Claro que para valorarlos en su justa medida —en más ocasiones de las deseables rescatándolos de un todo irregular, cuando no ciertamente mediocre— se requiere romper con la dictadura de los lugares comunes y la temible autoría (mal entendida), monolítico postulado que tanto daño ha hecho a la concepción del cine en general como a la tipología de cineasta que tan bien ejemplifica el firmante de Alien, el octavo pasajero (Alien, 1979) en particular. Incluso desde una perspectiva a priori menos esclerotizada, como se supone es la de la nueva autoría comercial algunos no han dudado en valerse del tristemente malogrado Tony Scott a modo de ariete, ponderando maestría técnica, carácter revulsivo e insobornable independencia del susodicho en detrimento del servilismo hollywoodiense encarnado en su hermano Ridley; lo que aparte de ser de muy mal gusto es faltar a la verdad: sin abundar en las sinergias creativas establecidas entre ambos, vehiculadas a través de Scott Free Productions, una revisión atenta del grueso de la filmografía del firmante de El ansia (The Hunger, 1983) revela tanto títulos sensacionales como otros ciertamente menores, cuando no directamente insalvables; por no hablar de que la exitosa renovación de los códigos del thriller en su vertiente más visceral, arrebatada y expeditiva —sin ninguna duda su mayor aportación como cineasta— presente en sus obras más representativas no hubiera sido posible sin el concurso de la major de turno vía presupuesto desorbitado. Bregar con Hollywood, por muy autor que se sea, implica pagar un precio. Para todos.
Dejando de lado pues arteros, malintencionados ajustes de cuentas la gran dificultad para otorgar al Ridley Scott de hoy el estatus cinematográfico que en mi opinión merece estriba en entender, y a partir de ello valorar en su justa medida, su magisterio como pintor de ambientes, visualizando realidades pasadas, presentes y futuras con un nivel de belleza, elegancia y verismo tal que muy pocos de sus contemporáneos se ven capaces de igualar. Más que un director esteticista, epíteto peyorativo con el que lleva cargando desde los tiempos de Blade Runner, el firmante de Los duelistas (The Duellist, 1977) es ante todo un esteta. Ni narrador ni fabulador: ilustrador, recreador de realidades. Quizá por ello su extensa filmografía —que abarca seis décadas y en la que todo apunta a seguir incrementándose, mientras el cuerpo aguante, con nuevas entregas anuales— se articula de modo armónico en base a los diversos palos genéricos: del thriller a la comedia, de la ciencia-ficción a la epopeya histórica; al igual que Stanley Kubrick o Steven Spielberg —dos maestros con los que establece un enriquecedor diálogo— el director británico se vale de las convenciones genéricas para erigir una mirada personal, profundamente subjetivada, que una vez integradas como propias se revisten de una demoledora potencia plástica.

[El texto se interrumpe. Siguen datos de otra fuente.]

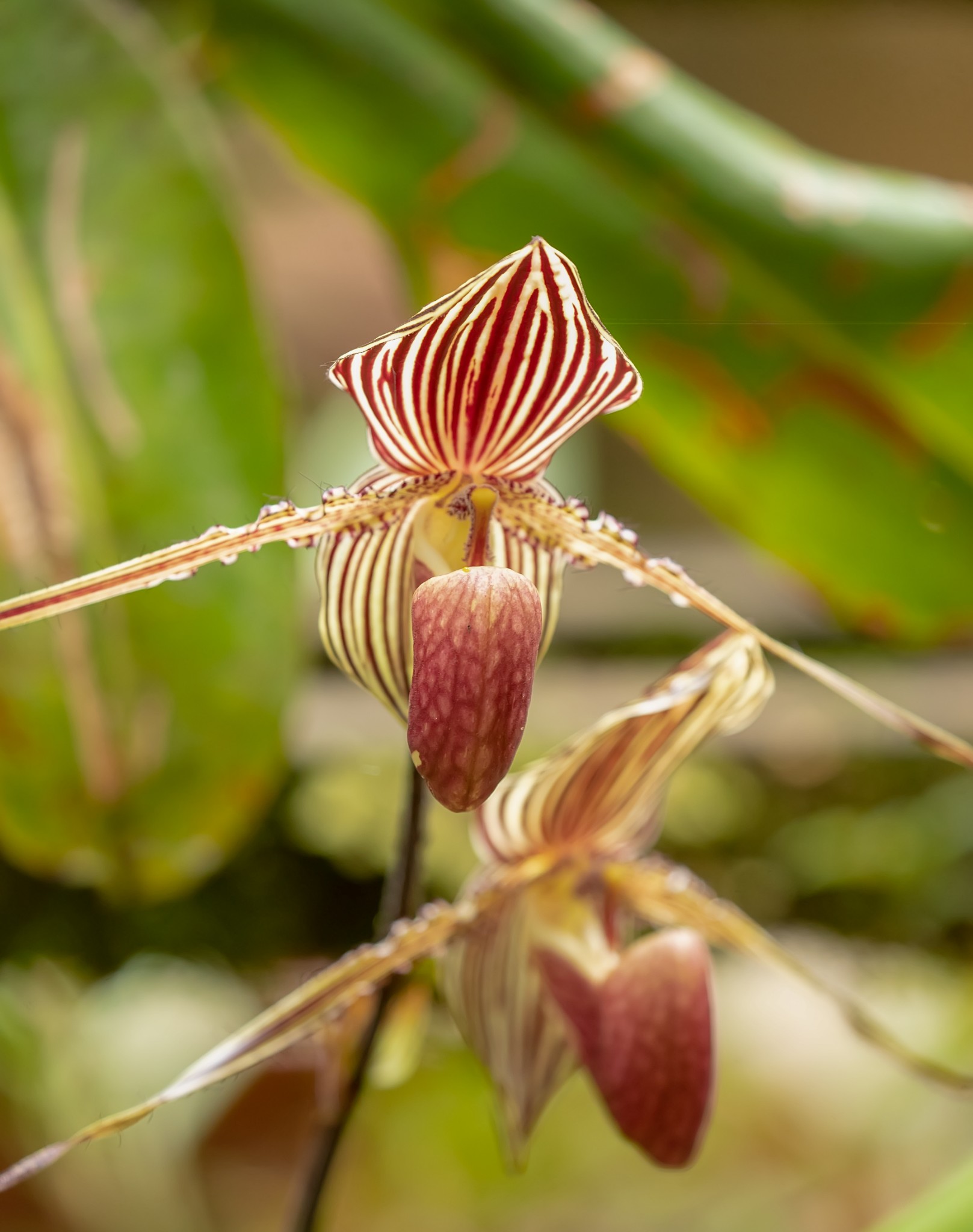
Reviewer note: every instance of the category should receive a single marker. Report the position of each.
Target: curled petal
(492, 378)
(496, 994)
(601, 541)
(600, 789)
(646, 1035)
(476, 635)
(339, 513)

Asumida pues la primacía de plano y secuencia perse como unidad constitutiva de su cine, viéndose relegado de modo progresivo el abordaje narrativo en profundidad de los grandes temas evocados —reducidos en los casos más extremos al papel de liviana argamasa argumental— su evolución artística le ha llevado —quizá ni siquiera de manera deliberada— a situarse en la vanguardia de esa revolución silenciosa que, amalgamando figuras a priori tan disparejas como Terrence Malick o Michael Bay, persigue erigir un nuevo paradigma fílmico, sustentado en la primacía absoluta de lo experiencial en sustitución de lo que hemos venido considerando narrativa clásica, canónica. Ante esta tesitura, no es de extrañar que tras el incontestable triunfo crítico y comercial que supuso Gladiator (íd., 2000) la épica histórica, tan permeable a la intensidad bigger than life, se haya enseñoreado de su obra, constituyendo Exodus: dioses y reyes su última contribución, por el momento, al género. ¿Tiene sentido entonces seguir considerando a Mr. Scott un director de incunables Sci-Fi? Transcurridos treinta años del estreno de Blade Runner, la desconcertante Prometheus (íd, 2012) demuestra hasta qué punto la evolución de su carrera le ha llevado a otros terrenos donde, resulta evidente, su poética brilla con mayor intensidad.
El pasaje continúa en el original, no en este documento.